Evet işçiyi koruyan hukuk dalı iş hukukudur. İş hukuku iki ana dala ayrılır.
1. İşçi ile işveren arasındaki iş sözleşmesine dayalı hak ve borçları düzenleyen iş yasalarına bireysel iş hukuku denilir.
2. İşçilerin sendikalarda örgütlenerek haklarını ve borçlarını toplu pazarlıkla nasıl belirleyeceklerini düzenleyen yasalara ise toplu iş hukuku denilmiştir.
Bireysel iş yasaları işçiye gerektiği ve yeterli düzeyde koruma sağlayamamıştır, sağlayamaz.
Bireysel iş hukukunun bir dizi kuralı kağıt üzerinde kalmıştır. Bu nedenle gerçek korumanın işçilerin özgürce örgütlendikleri, işçilerin gerçek temsilcileri tarafından yürütülen toplu pazarlıkla sağlanabileceği kabul edilmiştir.
Bilirkişinin kusur raporuna esas aldığı, “Bu merdiven uygun değil, ben bu merdivenle bu işi yapmam, uygun merdiven isterim” diyebilmesi için, işçinin bu haklı istemi nedeniyle işten atılmasına karşı güvencede olması gerekir.
Bu güvence sisteminin adı,”özgür toplu pazarlık” düzenidir.
Özgür toplu pazarlık düzeni, 12 Eylül 1980’den sonra yok edildiği, halen de var edilemediği için işçiler her an ölümle, sakat kalma riskiyle yaşamak zorundadır.

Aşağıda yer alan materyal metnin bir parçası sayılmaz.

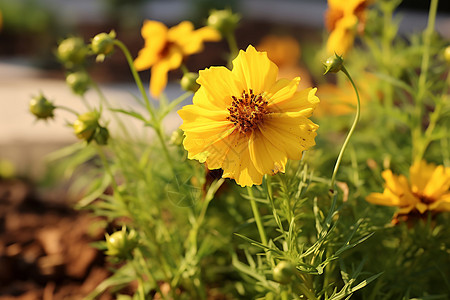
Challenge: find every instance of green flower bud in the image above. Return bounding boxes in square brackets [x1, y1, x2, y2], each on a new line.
[180, 72, 200, 93]
[105, 226, 138, 259]
[73, 111, 100, 142]
[273, 261, 296, 284]
[66, 71, 91, 95]
[57, 37, 88, 68]
[29, 94, 55, 120]
[94, 126, 110, 145]
[170, 129, 184, 146]
[323, 54, 344, 75]
[444, 46, 450, 64]
[91, 31, 116, 62]
[207, 9, 240, 36]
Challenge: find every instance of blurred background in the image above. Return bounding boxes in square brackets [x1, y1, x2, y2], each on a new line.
[0, 0, 449, 299]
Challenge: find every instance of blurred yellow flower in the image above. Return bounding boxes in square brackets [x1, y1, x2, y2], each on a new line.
[256, 34, 312, 90]
[134, 20, 220, 98]
[178, 45, 319, 187]
[366, 160, 450, 220]
[325, 0, 370, 55]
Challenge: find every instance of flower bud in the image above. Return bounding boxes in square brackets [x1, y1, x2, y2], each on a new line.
[73, 111, 100, 142]
[29, 94, 55, 120]
[66, 70, 91, 95]
[105, 226, 138, 259]
[94, 126, 110, 145]
[207, 9, 240, 36]
[323, 54, 344, 75]
[273, 261, 296, 284]
[180, 72, 200, 93]
[170, 129, 184, 146]
[444, 46, 450, 64]
[57, 37, 88, 68]
[91, 31, 116, 62]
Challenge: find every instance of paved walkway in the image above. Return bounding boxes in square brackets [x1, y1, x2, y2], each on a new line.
[0, 59, 186, 178]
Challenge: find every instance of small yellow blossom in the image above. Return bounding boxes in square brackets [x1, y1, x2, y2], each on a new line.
[178, 45, 319, 187]
[325, 0, 370, 56]
[134, 20, 221, 98]
[366, 160, 450, 220]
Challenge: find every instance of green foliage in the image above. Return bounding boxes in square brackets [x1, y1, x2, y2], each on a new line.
[30, 0, 450, 299]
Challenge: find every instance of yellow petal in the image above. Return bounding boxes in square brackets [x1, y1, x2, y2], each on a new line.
[366, 192, 399, 207]
[219, 133, 263, 187]
[423, 165, 450, 200]
[232, 45, 278, 94]
[149, 48, 183, 98]
[266, 77, 300, 109]
[196, 66, 243, 109]
[261, 113, 318, 160]
[270, 87, 319, 115]
[429, 193, 450, 212]
[248, 130, 287, 175]
[326, 15, 357, 56]
[134, 21, 168, 70]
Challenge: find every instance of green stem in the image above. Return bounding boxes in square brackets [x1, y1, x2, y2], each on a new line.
[413, 0, 439, 162]
[330, 66, 361, 191]
[247, 186, 268, 246]
[113, 39, 157, 123]
[55, 105, 79, 116]
[225, 31, 239, 67]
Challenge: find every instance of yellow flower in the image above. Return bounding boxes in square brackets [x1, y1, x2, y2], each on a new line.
[325, 0, 370, 55]
[366, 160, 450, 217]
[178, 45, 319, 187]
[134, 20, 221, 98]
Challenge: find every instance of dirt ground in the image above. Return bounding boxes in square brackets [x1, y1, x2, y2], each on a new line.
[0, 178, 117, 300]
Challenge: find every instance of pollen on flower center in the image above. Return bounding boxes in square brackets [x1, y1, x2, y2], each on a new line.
[226, 89, 269, 134]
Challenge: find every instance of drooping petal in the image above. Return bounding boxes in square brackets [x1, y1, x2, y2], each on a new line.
[149, 48, 183, 98]
[232, 45, 278, 94]
[429, 193, 450, 212]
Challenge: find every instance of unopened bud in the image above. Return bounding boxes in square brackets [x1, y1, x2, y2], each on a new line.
[29, 94, 55, 120]
[273, 261, 296, 284]
[57, 37, 88, 68]
[444, 46, 450, 64]
[180, 72, 200, 93]
[66, 71, 91, 95]
[73, 111, 100, 143]
[105, 226, 138, 259]
[323, 54, 344, 75]
[91, 31, 116, 62]
[207, 9, 240, 36]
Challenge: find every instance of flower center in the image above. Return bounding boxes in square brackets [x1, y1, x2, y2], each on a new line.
[226, 89, 269, 134]
[415, 193, 434, 205]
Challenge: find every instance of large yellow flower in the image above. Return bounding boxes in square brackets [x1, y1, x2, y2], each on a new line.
[366, 160, 450, 217]
[134, 20, 220, 98]
[325, 0, 370, 55]
[178, 45, 319, 187]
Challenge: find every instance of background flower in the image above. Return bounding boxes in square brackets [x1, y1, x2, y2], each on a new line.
[134, 20, 220, 98]
[178, 45, 319, 187]
[366, 160, 450, 220]
[325, 0, 370, 55]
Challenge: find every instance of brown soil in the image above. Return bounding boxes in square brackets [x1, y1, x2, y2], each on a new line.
[0, 178, 114, 300]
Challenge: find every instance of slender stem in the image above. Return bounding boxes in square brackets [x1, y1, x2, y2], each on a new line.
[413, 0, 439, 162]
[55, 105, 79, 116]
[113, 40, 157, 123]
[330, 66, 361, 191]
[225, 32, 239, 67]
[247, 186, 268, 246]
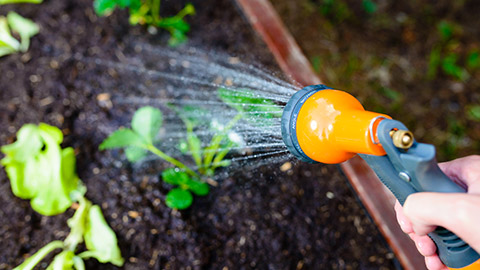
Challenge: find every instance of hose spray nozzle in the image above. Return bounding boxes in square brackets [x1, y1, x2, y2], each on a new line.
[281, 84, 390, 164]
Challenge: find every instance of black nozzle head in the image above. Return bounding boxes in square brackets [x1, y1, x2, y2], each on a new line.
[281, 84, 333, 163]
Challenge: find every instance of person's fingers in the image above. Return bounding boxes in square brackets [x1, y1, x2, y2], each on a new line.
[394, 200, 413, 233]
[438, 155, 480, 193]
[403, 192, 480, 253]
[407, 231, 446, 269]
[425, 255, 449, 270]
[408, 233, 437, 256]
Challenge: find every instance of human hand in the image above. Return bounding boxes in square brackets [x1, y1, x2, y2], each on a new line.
[394, 155, 480, 270]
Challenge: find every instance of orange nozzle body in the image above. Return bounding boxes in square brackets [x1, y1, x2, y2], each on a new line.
[282, 86, 391, 164]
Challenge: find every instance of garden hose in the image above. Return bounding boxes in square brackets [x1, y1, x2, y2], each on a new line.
[281, 84, 480, 269]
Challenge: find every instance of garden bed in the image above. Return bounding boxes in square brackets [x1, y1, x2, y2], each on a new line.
[0, 0, 395, 269]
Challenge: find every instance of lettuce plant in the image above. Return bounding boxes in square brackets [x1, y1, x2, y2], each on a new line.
[1, 123, 123, 269]
[0, 12, 39, 57]
[93, 0, 195, 46]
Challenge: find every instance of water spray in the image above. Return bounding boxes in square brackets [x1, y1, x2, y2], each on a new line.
[281, 85, 480, 269]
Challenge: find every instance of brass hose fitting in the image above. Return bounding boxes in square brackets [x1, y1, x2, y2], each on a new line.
[390, 129, 414, 150]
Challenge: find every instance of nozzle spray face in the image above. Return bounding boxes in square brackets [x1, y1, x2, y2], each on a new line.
[281, 85, 332, 163]
[281, 85, 391, 164]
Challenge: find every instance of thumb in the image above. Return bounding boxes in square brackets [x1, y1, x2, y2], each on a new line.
[403, 192, 480, 253]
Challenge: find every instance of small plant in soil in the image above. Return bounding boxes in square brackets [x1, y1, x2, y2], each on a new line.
[1, 123, 123, 269]
[0, 11, 39, 57]
[93, 0, 195, 46]
[426, 20, 480, 82]
[100, 88, 281, 209]
[100, 106, 215, 209]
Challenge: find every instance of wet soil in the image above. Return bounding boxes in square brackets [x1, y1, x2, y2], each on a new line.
[0, 0, 395, 269]
[271, 0, 480, 161]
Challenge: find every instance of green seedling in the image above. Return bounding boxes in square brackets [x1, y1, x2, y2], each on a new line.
[100, 106, 223, 209]
[170, 104, 240, 177]
[426, 20, 474, 82]
[93, 0, 195, 46]
[101, 89, 279, 209]
[1, 123, 123, 269]
[0, 11, 39, 57]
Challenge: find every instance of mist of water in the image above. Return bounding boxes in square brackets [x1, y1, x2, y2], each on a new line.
[76, 44, 300, 179]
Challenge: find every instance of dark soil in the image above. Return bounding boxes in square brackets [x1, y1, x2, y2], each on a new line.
[0, 0, 395, 269]
[271, 0, 480, 162]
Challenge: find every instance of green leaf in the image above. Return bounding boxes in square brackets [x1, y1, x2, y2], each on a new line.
[64, 197, 92, 250]
[442, 53, 469, 81]
[131, 106, 162, 144]
[362, 0, 377, 14]
[99, 128, 144, 150]
[187, 132, 202, 167]
[165, 188, 193, 209]
[177, 3, 196, 18]
[186, 178, 209, 196]
[116, 0, 130, 8]
[93, 0, 118, 16]
[158, 17, 190, 33]
[126, 0, 141, 11]
[61, 147, 80, 196]
[467, 105, 480, 121]
[1, 123, 78, 216]
[7, 12, 39, 52]
[1, 124, 42, 163]
[467, 50, 480, 70]
[31, 129, 77, 216]
[125, 146, 148, 162]
[161, 168, 190, 185]
[217, 88, 282, 126]
[438, 20, 454, 41]
[0, 16, 20, 57]
[167, 28, 188, 47]
[0, 0, 42, 3]
[13, 241, 64, 270]
[46, 250, 75, 270]
[38, 122, 63, 143]
[80, 205, 124, 266]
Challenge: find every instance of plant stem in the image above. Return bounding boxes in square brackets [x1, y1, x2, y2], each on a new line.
[152, 0, 161, 23]
[184, 122, 202, 169]
[14, 241, 64, 270]
[144, 144, 198, 177]
[203, 113, 243, 168]
[211, 141, 234, 171]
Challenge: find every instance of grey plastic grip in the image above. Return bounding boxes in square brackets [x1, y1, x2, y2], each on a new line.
[359, 119, 479, 268]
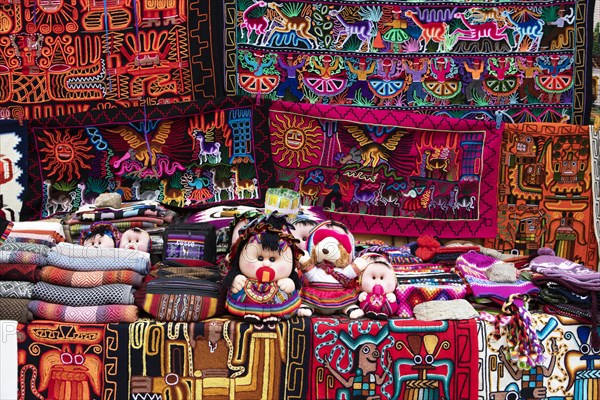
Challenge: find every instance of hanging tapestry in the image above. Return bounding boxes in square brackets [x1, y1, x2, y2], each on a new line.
[477, 313, 597, 400]
[22, 97, 274, 221]
[0, 120, 27, 221]
[309, 318, 478, 400]
[0, 0, 223, 120]
[593, 123, 600, 268]
[225, 0, 594, 124]
[268, 101, 502, 238]
[484, 122, 599, 269]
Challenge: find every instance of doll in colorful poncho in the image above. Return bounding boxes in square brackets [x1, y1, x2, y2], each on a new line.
[223, 214, 303, 323]
[297, 220, 366, 318]
[357, 253, 398, 320]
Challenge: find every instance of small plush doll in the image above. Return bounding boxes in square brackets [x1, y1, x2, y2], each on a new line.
[80, 222, 121, 248]
[119, 227, 151, 252]
[290, 217, 319, 251]
[223, 214, 303, 323]
[357, 253, 398, 320]
[297, 220, 366, 318]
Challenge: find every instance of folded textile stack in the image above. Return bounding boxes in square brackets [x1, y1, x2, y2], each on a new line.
[0, 221, 63, 322]
[529, 247, 600, 347]
[27, 242, 151, 323]
[359, 244, 467, 318]
[63, 201, 176, 245]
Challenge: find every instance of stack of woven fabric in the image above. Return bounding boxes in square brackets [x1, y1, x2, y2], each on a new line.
[28, 242, 151, 323]
[528, 247, 600, 347]
[358, 243, 468, 318]
[0, 220, 65, 322]
[63, 200, 176, 244]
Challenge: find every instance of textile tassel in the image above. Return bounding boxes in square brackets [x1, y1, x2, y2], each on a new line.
[480, 295, 545, 369]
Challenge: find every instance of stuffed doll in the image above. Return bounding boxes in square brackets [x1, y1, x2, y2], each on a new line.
[297, 220, 366, 318]
[290, 217, 319, 251]
[80, 222, 121, 248]
[119, 227, 151, 252]
[223, 214, 303, 323]
[357, 253, 398, 320]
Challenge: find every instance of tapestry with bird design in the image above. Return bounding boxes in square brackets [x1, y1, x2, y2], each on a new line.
[226, 0, 594, 125]
[21, 97, 275, 221]
[269, 100, 502, 237]
[0, 0, 223, 121]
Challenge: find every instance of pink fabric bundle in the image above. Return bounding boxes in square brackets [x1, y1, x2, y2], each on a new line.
[28, 300, 138, 323]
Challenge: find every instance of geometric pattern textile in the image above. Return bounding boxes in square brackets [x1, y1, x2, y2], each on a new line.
[484, 122, 599, 270]
[269, 100, 502, 237]
[225, 0, 595, 124]
[0, 0, 224, 120]
[0, 120, 28, 221]
[308, 318, 478, 400]
[13, 315, 592, 399]
[22, 97, 275, 220]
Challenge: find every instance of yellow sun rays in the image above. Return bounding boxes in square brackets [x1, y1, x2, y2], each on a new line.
[271, 113, 322, 168]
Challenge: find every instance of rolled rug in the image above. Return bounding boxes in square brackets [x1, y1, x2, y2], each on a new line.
[28, 300, 138, 323]
[33, 282, 135, 307]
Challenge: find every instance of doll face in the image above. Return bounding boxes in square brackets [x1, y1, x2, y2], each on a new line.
[83, 233, 115, 248]
[230, 218, 249, 247]
[361, 262, 396, 294]
[119, 229, 150, 252]
[238, 237, 293, 283]
[291, 222, 315, 251]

Bu arada, evine ekmek götürmek derdindeki işçi ile güçlü işveren eşitmiş gibi uygulanan bireysel iş hukuku karşısında çaresiz kalan işçinin çalıştığı yerde onu bu durumdan koruyacak “toplu iş hukuku” gereği olması gereken sendika ne yaptı derseniz…
Hastalanan işçinin de, merdivenden düşen işçinin de sendikası yok.